The system has also struggled to find and keep good teachers, said Martinez, a foster mom who remembers a school year when one of her foster kids had three different teachers from August to December.
The school board could solve that issue by providing more funding to programs that partner student teachers with experienced mentor teachers, to ensure younger teachers are better equipped for the job, she said.
The coronavirus pandemic has also revealed ways in which the board could work harder to ensure all children have equal access to computers and hotspots, she added. She’d prioritize that if elected.
Before her work at College Beyond, Martinez worked at Youth Villages in Massachussetts, which provides support for children facing emotional and behavioral problems. She’s a member of NOLA Public Schools’ parent advisory committee and reopening task force.
Zervigon
Zervigon, 54, said he’s got the education chops to hit the ground running on Day One, if elected.

Carlos Zervigon
A New Orleans native, Zervigon graduated from Eleanor McMain High School, then taught at Ben Franklin High School for years before Hurricane Katrina and education reforms radically reshaped the city’s struggling system. All of his kids attended public school in the city.
He was part of a team that helped reopen Audubon Montessori as a charter school, and later served as Audubon’s board chairman.

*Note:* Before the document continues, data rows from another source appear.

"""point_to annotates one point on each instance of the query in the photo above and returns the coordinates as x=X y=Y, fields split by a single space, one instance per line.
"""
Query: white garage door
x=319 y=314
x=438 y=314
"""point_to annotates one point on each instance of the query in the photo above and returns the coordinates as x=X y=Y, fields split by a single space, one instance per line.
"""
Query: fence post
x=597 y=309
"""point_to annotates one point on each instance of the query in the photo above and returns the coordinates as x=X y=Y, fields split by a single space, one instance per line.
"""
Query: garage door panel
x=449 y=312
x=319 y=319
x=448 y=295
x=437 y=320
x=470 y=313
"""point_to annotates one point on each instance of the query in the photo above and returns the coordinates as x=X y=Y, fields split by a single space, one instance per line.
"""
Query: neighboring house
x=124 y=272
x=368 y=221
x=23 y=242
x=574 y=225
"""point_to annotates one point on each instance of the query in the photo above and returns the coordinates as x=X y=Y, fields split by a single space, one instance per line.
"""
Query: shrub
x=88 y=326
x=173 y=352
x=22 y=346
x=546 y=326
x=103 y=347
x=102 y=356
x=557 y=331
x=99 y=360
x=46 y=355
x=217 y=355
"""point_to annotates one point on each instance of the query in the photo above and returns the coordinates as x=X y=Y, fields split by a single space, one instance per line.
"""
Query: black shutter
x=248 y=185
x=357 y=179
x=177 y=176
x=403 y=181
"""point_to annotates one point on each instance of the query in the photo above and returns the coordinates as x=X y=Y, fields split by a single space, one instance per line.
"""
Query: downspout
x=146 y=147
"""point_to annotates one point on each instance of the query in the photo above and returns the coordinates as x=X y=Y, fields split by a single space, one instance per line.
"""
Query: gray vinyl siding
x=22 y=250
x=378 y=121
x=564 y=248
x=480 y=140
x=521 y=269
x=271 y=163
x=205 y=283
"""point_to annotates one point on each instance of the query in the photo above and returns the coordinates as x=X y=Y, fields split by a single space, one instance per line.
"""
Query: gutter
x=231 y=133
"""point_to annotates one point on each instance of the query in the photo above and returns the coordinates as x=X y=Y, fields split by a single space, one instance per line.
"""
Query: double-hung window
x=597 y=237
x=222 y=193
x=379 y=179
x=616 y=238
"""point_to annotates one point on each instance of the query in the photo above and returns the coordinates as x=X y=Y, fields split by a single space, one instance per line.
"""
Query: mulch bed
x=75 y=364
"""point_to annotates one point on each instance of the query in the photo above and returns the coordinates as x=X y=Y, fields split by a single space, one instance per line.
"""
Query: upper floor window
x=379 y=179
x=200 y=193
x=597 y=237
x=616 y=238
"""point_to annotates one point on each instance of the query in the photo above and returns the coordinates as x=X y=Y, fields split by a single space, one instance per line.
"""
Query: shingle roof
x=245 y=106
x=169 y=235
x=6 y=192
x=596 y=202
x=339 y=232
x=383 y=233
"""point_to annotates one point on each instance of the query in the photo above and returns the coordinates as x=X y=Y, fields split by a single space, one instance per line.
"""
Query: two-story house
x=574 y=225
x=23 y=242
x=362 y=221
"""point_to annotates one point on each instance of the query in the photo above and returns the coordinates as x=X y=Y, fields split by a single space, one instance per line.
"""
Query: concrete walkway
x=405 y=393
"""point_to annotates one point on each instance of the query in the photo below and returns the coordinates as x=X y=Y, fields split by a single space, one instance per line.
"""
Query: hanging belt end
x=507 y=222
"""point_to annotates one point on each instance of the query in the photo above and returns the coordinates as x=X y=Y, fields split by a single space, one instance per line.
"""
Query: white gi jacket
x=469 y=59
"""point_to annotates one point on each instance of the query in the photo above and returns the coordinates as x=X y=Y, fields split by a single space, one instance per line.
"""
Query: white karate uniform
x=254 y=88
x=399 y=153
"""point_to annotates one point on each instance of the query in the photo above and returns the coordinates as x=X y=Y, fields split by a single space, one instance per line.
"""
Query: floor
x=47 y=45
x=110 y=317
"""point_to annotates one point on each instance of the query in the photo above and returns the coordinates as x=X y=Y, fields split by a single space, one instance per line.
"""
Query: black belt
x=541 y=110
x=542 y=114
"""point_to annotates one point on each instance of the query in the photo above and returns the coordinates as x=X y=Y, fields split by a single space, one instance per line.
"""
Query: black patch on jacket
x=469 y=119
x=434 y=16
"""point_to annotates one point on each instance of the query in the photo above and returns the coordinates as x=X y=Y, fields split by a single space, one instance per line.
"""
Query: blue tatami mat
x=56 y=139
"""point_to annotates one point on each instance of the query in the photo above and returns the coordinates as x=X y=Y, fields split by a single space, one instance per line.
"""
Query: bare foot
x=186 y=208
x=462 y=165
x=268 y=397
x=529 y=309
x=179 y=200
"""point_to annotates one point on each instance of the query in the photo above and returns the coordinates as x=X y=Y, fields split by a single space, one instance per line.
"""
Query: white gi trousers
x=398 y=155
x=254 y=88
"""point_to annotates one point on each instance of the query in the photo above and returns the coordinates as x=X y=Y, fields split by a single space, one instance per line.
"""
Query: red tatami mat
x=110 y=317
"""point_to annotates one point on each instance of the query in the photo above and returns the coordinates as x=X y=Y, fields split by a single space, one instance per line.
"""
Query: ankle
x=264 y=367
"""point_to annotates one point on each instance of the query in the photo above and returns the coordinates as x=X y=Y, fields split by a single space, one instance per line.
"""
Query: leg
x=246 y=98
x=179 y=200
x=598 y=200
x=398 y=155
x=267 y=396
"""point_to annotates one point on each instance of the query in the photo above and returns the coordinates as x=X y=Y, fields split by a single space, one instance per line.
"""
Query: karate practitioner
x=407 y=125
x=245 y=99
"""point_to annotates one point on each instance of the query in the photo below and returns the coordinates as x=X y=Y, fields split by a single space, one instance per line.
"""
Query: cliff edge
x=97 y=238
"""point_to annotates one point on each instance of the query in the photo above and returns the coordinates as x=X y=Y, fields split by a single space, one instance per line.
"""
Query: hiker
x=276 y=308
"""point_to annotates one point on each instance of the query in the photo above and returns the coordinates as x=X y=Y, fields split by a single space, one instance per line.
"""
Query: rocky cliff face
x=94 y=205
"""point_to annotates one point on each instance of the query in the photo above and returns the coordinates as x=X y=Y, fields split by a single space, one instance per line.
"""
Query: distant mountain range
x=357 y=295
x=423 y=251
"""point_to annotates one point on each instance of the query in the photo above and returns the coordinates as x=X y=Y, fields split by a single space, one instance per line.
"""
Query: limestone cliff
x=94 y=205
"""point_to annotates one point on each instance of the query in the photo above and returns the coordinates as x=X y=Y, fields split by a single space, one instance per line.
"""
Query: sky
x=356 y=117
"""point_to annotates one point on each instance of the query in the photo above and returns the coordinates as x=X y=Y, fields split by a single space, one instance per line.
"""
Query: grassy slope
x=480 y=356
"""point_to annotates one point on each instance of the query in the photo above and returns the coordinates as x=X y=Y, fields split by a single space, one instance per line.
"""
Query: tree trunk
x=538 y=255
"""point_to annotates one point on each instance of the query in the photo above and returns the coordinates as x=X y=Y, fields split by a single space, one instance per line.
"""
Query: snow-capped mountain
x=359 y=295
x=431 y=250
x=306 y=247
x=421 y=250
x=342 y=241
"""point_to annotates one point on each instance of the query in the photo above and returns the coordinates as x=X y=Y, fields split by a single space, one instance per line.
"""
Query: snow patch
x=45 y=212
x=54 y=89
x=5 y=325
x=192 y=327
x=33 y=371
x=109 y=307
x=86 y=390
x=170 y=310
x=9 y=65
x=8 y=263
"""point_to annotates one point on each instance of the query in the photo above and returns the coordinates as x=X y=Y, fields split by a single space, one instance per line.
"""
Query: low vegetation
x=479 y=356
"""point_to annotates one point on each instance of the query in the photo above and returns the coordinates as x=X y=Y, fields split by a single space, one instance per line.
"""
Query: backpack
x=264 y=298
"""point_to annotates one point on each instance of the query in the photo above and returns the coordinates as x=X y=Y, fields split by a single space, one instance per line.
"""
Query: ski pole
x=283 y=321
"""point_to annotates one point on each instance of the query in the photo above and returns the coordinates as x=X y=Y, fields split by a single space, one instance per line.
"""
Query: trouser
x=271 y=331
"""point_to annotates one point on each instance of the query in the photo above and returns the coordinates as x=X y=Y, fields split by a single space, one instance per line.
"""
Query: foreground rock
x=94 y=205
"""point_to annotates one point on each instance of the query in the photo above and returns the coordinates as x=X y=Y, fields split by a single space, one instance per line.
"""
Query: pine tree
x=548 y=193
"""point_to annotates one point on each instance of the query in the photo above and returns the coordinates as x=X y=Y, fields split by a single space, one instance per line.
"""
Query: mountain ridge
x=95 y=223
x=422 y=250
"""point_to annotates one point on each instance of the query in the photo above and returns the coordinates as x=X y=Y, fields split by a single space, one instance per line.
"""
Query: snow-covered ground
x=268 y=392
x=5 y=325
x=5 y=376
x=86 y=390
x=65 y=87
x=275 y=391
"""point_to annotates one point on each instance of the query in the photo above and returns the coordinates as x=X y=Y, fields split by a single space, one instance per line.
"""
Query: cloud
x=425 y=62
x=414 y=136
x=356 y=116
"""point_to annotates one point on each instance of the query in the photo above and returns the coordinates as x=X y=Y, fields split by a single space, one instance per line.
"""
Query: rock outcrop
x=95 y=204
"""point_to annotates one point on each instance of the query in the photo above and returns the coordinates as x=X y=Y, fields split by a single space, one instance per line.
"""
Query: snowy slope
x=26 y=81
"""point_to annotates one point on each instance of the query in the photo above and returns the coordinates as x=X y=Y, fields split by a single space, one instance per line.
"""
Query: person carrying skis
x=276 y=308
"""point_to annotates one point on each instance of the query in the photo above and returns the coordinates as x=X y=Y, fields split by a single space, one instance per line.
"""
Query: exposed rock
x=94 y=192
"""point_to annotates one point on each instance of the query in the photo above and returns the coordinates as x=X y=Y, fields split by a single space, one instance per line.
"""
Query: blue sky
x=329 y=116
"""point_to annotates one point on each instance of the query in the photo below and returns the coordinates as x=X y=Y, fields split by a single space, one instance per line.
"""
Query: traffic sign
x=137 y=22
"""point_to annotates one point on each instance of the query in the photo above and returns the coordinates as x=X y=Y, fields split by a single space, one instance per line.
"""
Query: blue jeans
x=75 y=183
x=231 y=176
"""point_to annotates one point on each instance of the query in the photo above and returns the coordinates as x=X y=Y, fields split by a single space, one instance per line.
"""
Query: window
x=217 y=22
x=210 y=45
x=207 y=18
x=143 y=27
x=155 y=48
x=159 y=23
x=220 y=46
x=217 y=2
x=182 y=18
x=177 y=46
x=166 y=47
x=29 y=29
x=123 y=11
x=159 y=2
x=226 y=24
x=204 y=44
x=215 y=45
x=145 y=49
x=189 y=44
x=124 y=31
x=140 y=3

When Ben Franklin leaders needed guidance because the school’s faculty members wanted to unionize, Zervigon, having been a union member, signed up for that board as well.
“In this crisis, when it comes to school governance, there’s no time for on the job training,” Zervigon said. “I don’t need any.”
If elected, he’d focus on resolving the issues that have arisen as schools have weathered the coronavirus pandemic. For one, the virtual learning that thousands of families have selected to keep children safe from the virus is a poor substitute for the education that would otherwise take place in classrooms, he said.
The learning gaps that are bound to result need to be addressed in a district-wide “learning recovery plan,” he said. He’d also keep a tight watch on the system’s finances.
Long-term, the school board should manage special education services, a pain point for many charter schools, he said. The district could hire nonprofits and schools that specialize in those services to provide them, he added.